Multiple View Human Activity Recognition

 

Selen Pehlivan
PhD Student
Computer Engineering Department
Bilkent University

This thesis explores the human activity recognition problem when multiple views are available. We follow two main directions: we first present a system based on volume matching using calibrated camera systems, then we present a flexible system based on frame matching. We examine the multiple views compared to single view systems, and measure the performance improvement with increasing views by various experiments.

Initial part of the thesis introduces compact representations for volumetric data gained through volume reconstruction. Here, we assume to have multiple cameras with the available camera matrices in the system. The video frames recorded by many cameras with significant overlap are fused by reconstruction, and volumes are considered as substitutes of action poses. We propose new pose descriptors over three dimensional data that are fast and discriminative in the sense of a key pose. We first present a descriptor as the histogram of oriented cylinders in various sizes and orientations. We then propose another descriptor with view-independence, not requiring pose alignment. We show the importance of discriminative pose representations within simpler action classification schemes. Activity recognition framework based on volume matching presents promising results compared to the state-of-the-art.

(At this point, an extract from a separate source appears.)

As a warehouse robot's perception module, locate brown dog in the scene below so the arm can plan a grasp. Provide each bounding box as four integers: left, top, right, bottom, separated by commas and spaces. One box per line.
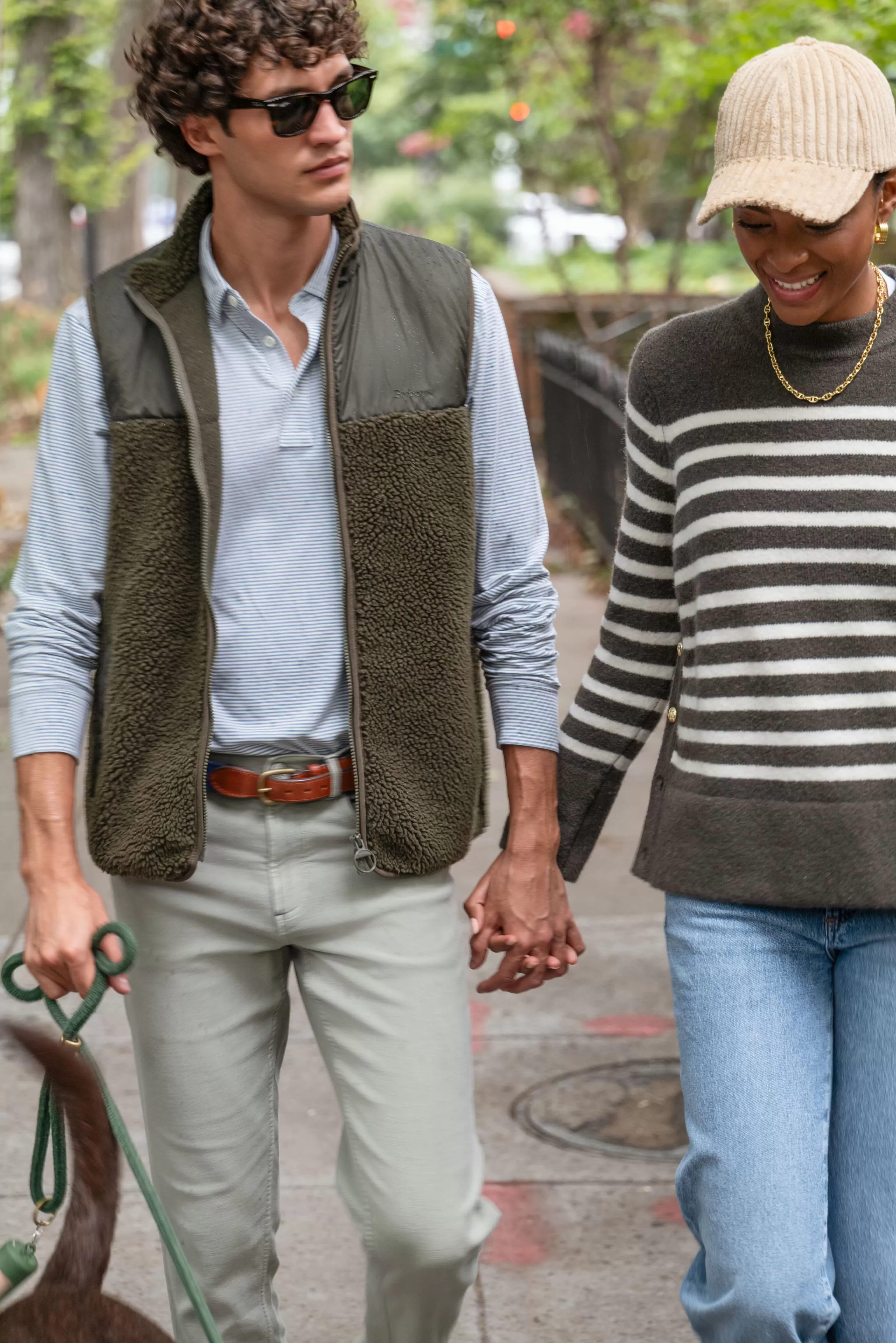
0, 1026, 172, 1343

Volume reconstruction is one natural approach for multi camera data fusion, but there can be few cameras with overlapping views. In the second part of the thesis, we introduce an architecture that is adaptable to various number of cameras and features with desirable engineering features. The system collects and fuse activity judgments from cameras using a voting scheme. The architecture requires no camera calibration. Performance generally improves when there are more cameras and more features; training and test cameras do not need to overlap; camera drop in or drop out is handled easily with little penalty. Experiments support the performance penalties, and advantages for using multiple views versus single view.

Keywords: Video analysis; Human activity recognition; Multiple views; Multiple cameras; Pose representation.